Time to deny the sea.
“Library is loaded. I’m getting hits. Nothing military. Commercial navigation radars. Developing passive tracks,” said Lenihan over the ICS.
“Okay, thanks,” said Cohen.
Cohen thought of his wife and how scared she must be. If she was still alive. He went there, indulging his inner darkness. How screwed up the world must be for her to be a casualty before him. “Find me something Chinese and military to shoot at.”
Airman Morales’s head throbbed and blood ran into his eyes from a gash across his forehead. He felt scalped. He scooped pulverized concrete debris with the front loader’s bucket and as it rolled forward a blackened human torso tumbled into view. Intestines spooled out from the ruptured body and the remains fell out of sight. Between the broken-up dead and the toxic smoke, the smell was atrocious, and with the tropical heat, the stench would only get worse. He stopped and vomited between his legs.
“What the hell are you doing?” yelled Master Sergeant Grady.
“Master Sergeant, there’s people in the…”
“No. We don’t have time. Fill those holes in the runway. Just do it.”

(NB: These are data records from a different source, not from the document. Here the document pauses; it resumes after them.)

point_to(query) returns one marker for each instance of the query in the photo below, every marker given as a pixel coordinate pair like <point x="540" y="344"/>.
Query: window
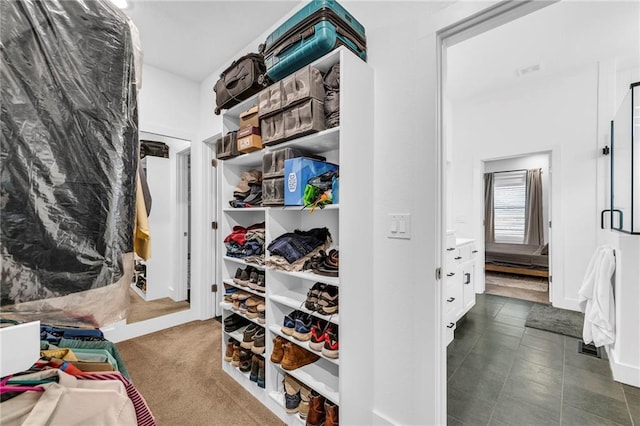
<point x="509" y="197"/>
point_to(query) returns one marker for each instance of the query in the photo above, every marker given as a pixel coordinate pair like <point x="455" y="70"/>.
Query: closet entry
<point x="161" y="283"/>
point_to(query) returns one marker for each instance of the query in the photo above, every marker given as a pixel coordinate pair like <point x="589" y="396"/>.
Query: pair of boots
<point x="296" y="396"/>
<point x="257" y="371"/>
<point x="321" y="411"/>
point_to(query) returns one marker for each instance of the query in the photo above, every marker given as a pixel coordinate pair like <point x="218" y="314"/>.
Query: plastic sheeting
<point x="69" y="156"/>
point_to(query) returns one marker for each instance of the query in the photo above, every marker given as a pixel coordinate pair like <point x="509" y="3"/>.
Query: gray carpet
<point x="555" y="320"/>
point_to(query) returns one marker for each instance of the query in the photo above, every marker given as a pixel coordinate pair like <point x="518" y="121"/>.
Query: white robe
<point x="596" y="299"/>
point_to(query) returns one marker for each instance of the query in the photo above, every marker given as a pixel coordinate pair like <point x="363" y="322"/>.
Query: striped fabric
<point x="143" y="413"/>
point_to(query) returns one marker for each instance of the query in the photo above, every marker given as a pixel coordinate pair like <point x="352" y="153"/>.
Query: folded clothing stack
<point x="290" y="251"/>
<point x="248" y="192"/>
<point x="244" y="242"/>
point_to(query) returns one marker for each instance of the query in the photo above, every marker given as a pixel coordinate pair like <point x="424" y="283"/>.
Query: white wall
<point x="557" y="114"/>
<point x="168" y="104"/>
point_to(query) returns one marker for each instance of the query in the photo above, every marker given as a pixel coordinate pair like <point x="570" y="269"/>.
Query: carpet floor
<point x="140" y="310"/>
<point x="533" y="289"/>
<point x="178" y="372"/>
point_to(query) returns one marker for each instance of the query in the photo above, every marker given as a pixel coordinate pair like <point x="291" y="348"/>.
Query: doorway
<point x="161" y="281"/>
<point x="516" y="208"/>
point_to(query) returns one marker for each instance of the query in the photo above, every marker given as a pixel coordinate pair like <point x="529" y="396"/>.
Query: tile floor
<point x="501" y="373"/>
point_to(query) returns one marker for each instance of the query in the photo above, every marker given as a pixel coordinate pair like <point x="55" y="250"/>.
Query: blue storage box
<point x="297" y="172"/>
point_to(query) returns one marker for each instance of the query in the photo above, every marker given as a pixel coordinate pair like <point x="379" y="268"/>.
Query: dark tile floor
<point x="502" y="373"/>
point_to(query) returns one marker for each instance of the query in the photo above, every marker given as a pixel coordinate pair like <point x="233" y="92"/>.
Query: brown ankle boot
<point x="331" y="410"/>
<point x="295" y="357"/>
<point x="316" y="414"/>
<point x="278" y="351"/>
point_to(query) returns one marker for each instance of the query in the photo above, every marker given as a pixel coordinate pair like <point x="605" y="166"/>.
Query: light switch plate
<point x="399" y="226"/>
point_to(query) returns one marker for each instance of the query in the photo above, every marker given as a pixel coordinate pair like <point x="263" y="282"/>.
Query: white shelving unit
<point x="350" y="224"/>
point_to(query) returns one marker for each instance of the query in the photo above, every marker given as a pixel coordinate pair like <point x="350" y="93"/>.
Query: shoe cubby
<point x="350" y="223"/>
<point x="290" y="292"/>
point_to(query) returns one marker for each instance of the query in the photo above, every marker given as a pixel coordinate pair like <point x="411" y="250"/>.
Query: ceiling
<point x="555" y="39"/>
<point x="194" y="38"/>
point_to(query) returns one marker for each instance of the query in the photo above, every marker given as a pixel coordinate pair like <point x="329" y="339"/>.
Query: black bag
<point x="244" y="78"/>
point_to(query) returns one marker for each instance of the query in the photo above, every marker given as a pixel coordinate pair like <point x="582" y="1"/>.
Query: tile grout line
<point x="626" y="401"/>
<point x="564" y="361"/>
<point x="493" y="410"/>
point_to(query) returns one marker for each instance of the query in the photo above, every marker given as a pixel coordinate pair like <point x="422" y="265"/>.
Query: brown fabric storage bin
<point x="249" y="118"/>
<point x="304" y="118"/>
<point x="270" y="100"/>
<point x="273" y="192"/>
<point x="227" y="147"/>
<point x="249" y="139"/>
<point x="303" y="84"/>
<point x="273" y="162"/>
<point x="272" y="129"/>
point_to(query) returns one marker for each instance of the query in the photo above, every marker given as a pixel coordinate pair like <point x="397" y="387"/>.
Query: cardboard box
<point x="297" y="171"/>
<point x="249" y="139"/>
<point x="249" y="118"/>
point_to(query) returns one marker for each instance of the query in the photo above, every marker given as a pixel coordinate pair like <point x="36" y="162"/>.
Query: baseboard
<point x="623" y="373"/>
<point x="380" y="419"/>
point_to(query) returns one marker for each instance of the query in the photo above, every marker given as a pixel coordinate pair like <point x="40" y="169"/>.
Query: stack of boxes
<point x="249" y="138"/>
<point x="292" y="107"/>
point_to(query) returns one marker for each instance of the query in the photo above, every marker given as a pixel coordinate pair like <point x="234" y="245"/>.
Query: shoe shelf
<point x="230" y="282"/>
<point x="318" y="379"/>
<point x="294" y="303"/>
<point x="242" y="262"/>
<point x="235" y="334"/>
<point x="228" y="307"/>
<point x="310" y="276"/>
<point x="315" y="143"/>
<point x="305" y="345"/>
<point x="278" y="397"/>
<point x="350" y="225"/>
<point x="244" y="380"/>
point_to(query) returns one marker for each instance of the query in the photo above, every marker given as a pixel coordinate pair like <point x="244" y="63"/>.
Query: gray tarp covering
<point x="69" y="147"/>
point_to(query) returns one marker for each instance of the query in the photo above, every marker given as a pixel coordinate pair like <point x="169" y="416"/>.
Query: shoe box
<point x="292" y="107"/>
<point x="297" y="171"/>
<point x="227" y="147"/>
<point x="249" y="139"/>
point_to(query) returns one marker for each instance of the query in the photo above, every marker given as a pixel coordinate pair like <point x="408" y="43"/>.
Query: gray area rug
<point x="556" y="320"/>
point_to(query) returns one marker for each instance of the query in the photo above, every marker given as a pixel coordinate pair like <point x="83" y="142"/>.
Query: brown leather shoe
<point x="228" y="355"/>
<point x="295" y="357"/>
<point x="316" y="414"/>
<point x="331" y="410"/>
<point x="278" y="351"/>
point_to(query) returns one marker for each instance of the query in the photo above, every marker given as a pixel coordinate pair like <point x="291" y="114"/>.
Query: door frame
<point x="182" y="223"/>
<point x="478" y="23"/>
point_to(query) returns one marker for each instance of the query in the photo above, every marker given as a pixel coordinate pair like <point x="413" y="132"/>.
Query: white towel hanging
<point x="596" y="298"/>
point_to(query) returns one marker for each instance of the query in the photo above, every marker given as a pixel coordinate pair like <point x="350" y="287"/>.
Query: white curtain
<point x="489" y="236"/>
<point x="533" y="226"/>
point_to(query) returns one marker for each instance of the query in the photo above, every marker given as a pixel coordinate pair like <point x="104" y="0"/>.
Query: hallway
<point x="501" y="373"/>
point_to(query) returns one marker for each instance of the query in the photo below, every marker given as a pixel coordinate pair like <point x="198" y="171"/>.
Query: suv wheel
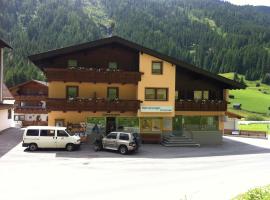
<point x="69" y="147"/>
<point x="33" y="147"/>
<point x="123" y="150"/>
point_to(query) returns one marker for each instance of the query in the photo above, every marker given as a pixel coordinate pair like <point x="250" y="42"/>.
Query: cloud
<point x="250" y="2"/>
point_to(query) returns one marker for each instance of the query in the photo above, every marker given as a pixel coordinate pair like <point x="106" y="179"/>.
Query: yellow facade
<point x="165" y="80"/>
<point x="130" y="92"/>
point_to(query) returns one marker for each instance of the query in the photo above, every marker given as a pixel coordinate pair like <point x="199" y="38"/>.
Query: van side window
<point x="123" y="136"/>
<point x="32" y="132"/>
<point x="48" y="133"/>
<point x="112" y="136"/>
<point x="61" y="133"/>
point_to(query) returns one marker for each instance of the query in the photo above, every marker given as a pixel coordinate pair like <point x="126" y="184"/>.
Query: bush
<point x="254" y="118"/>
<point x="266" y="79"/>
<point x="255" y="194"/>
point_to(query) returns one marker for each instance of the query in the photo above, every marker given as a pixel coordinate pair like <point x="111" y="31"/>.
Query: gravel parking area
<point x="155" y="172"/>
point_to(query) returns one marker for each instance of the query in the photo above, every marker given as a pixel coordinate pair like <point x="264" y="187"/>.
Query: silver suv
<point x="121" y="141"/>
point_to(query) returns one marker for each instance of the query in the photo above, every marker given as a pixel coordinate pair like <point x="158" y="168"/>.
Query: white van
<point x="35" y="137"/>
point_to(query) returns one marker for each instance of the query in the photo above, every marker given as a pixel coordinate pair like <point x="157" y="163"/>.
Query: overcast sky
<point x="250" y="2"/>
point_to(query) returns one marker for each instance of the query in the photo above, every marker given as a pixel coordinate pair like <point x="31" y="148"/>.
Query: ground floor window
<point x="19" y="117"/>
<point x="196" y="122"/>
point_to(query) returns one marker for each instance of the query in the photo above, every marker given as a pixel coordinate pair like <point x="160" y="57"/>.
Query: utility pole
<point x="3" y="44"/>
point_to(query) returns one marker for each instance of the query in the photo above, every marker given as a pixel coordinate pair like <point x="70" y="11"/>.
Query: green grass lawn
<point x="255" y="127"/>
<point x="254" y="100"/>
<point x="262" y="193"/>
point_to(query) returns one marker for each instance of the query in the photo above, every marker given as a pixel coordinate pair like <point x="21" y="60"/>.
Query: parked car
<point x="35" y="137"/>
<point x="119" y="141"/>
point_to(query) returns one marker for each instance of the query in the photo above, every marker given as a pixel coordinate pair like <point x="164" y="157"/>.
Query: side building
<point x="114" y="84"/>
<point x="30" y="105"/>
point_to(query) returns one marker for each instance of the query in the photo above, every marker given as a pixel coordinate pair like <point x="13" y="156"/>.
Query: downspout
<point x="1" y="74"/>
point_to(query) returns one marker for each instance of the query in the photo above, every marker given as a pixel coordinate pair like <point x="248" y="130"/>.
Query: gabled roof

Morales nodded. If a man with third degree burns and half a uniform gave you orders, you followed. Besides, he was the only one within sight that had his shit together.
“There is a bird out there, Morales. It needs to come home,” explained the Master Sergeant.

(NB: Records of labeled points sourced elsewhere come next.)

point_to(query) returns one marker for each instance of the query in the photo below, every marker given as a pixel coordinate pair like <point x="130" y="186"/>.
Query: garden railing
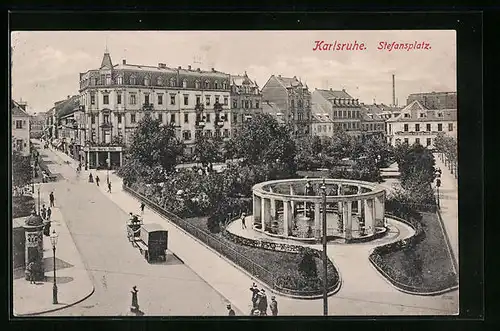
<point x="210" y="240"/>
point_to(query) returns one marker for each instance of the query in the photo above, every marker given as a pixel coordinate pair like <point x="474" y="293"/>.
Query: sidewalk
<point x="73" y="282"/>
<point x="448" y="201"/>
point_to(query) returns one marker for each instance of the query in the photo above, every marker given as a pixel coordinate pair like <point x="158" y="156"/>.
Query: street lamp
<point x="325" y="258"/>
<point x="53" y="239"/>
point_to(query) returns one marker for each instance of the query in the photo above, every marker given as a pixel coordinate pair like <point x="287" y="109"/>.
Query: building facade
<point x="435" y="100"/>
<point x="293" y="99"/>
<point x="417" y="124"/>
<point x="337" y="111"/>
<point x="116" y="97"/>
<point x="245" y="99"/>
<point x="20" y="128"/>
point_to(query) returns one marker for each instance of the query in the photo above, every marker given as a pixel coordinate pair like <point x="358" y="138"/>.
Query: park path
<point x="233" y="283"/>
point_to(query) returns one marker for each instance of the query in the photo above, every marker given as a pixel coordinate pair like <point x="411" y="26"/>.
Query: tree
<point x="263" y="140"/>
<point x="21" y="170"/>
<point x="154" y="144"/>
<point x="208" y="150"/>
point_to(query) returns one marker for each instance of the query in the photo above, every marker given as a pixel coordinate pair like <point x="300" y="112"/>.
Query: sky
<point x="46" y="64"/>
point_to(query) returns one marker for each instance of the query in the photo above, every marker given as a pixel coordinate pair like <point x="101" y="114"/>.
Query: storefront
<point x="103" y="157"/>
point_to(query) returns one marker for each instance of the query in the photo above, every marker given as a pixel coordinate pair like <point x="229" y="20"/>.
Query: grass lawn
<point x="426" y="267"/>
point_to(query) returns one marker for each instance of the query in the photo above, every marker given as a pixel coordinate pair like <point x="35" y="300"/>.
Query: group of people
<point x="98" y="180"/>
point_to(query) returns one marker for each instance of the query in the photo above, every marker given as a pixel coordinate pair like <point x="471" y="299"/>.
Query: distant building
<point x="435" y="100"/>
<point x="37" y="123"/>
<point x="246" y="101"/>
<point x="418" y="124"/>
<point x="293" y="99"/>
<point x="20" y="128"/>
<point x="337" y="108"/>
<point x="117" y="96"/>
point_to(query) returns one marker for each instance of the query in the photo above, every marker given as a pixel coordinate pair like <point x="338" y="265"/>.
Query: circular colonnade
<point x="293" y="209"/>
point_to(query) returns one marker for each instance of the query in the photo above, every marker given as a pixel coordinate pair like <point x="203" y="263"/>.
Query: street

How could you tell? thought Morales. Cratered runways. Flattened buildings. Blasted aircraft. Fires burned everywhere and no one was putting them out. It was like a malignant god had reached down and stirred the Earth. Everything was chaos except for the Master Sergeant. Morales wiped his sour mouth and nodded in affirmation. His head pounded. Smoke stung his eyes.
Nothing easier than filling holes and there were more than enough to keep him busy.

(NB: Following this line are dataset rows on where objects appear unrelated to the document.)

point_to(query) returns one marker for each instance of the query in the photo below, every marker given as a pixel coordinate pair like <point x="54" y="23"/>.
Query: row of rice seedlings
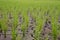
<point x="40" y="22"/>
<point x="54" y="24"/>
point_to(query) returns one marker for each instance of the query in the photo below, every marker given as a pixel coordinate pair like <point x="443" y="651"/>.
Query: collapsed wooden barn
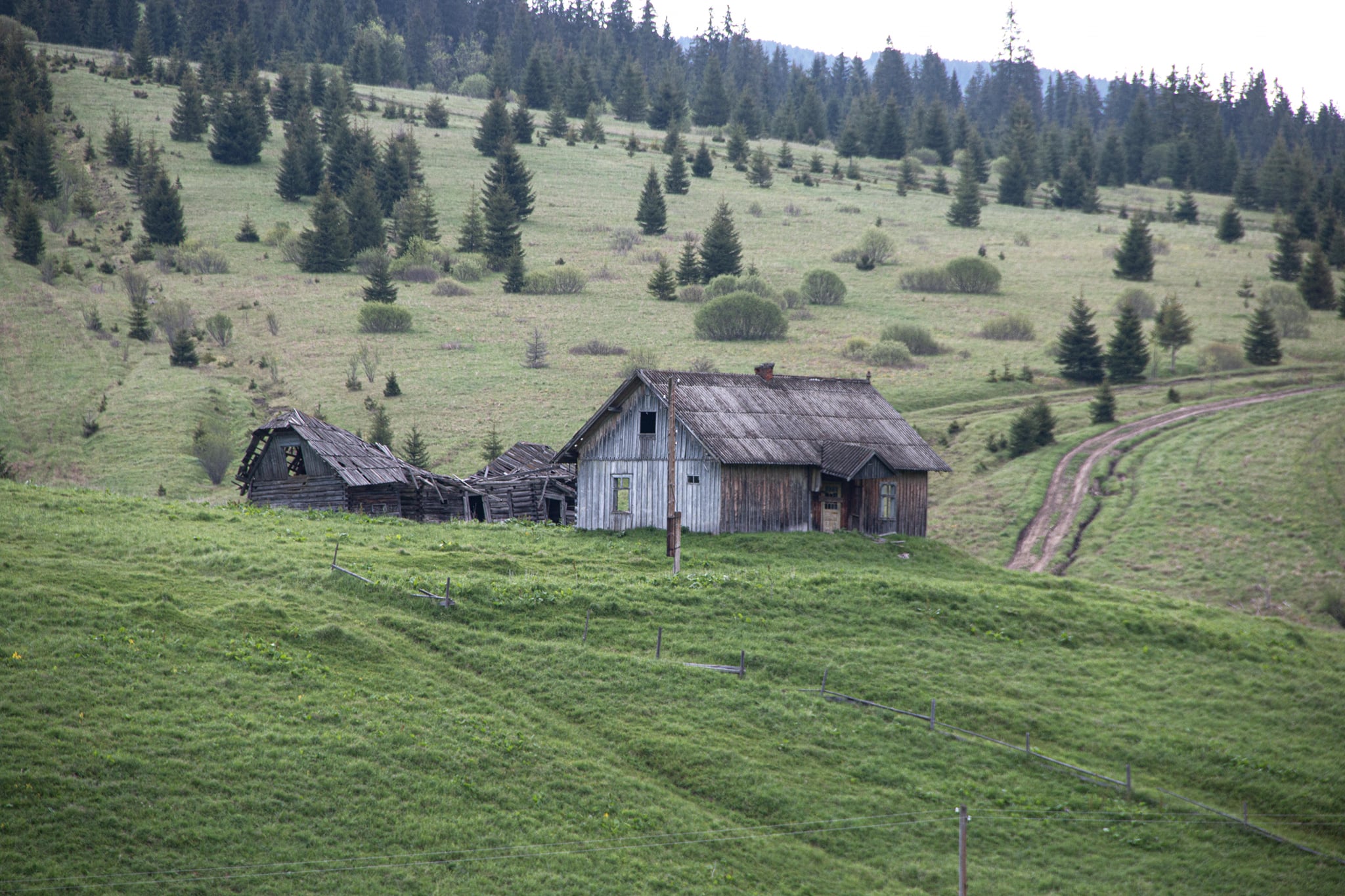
<point x="299" y="461"/>
<point x="753" y="453"/>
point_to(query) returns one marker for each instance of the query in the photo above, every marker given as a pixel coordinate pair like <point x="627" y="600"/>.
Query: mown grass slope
<point x="188" y="687"/>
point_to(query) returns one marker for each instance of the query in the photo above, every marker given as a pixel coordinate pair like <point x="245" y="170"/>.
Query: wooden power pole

The front loader’s engine drowned out the screams of the nearly dead.
“I got something. Someone broke EMCON,” said Lenihan. “A single hit on a Type 348 fire control radar associated with 37 millimeter close-in weapon system. Mounted on multiple classes of Chinese warships. Bears 002, indefinite range. It lasted about 15 seconds.”
“Okay turning to. Keep me updated.” He flew hands on at 1500 feet above the Pacific. BARALT hold on. RADALT hold off. Unlikely that radar altimeter emissions would travel far enough for detection, but before a few hours ago, missiles raining down on Guam were also considered unlikely. He was much calmer. The routine demands of flying focused his mind. Let the training win.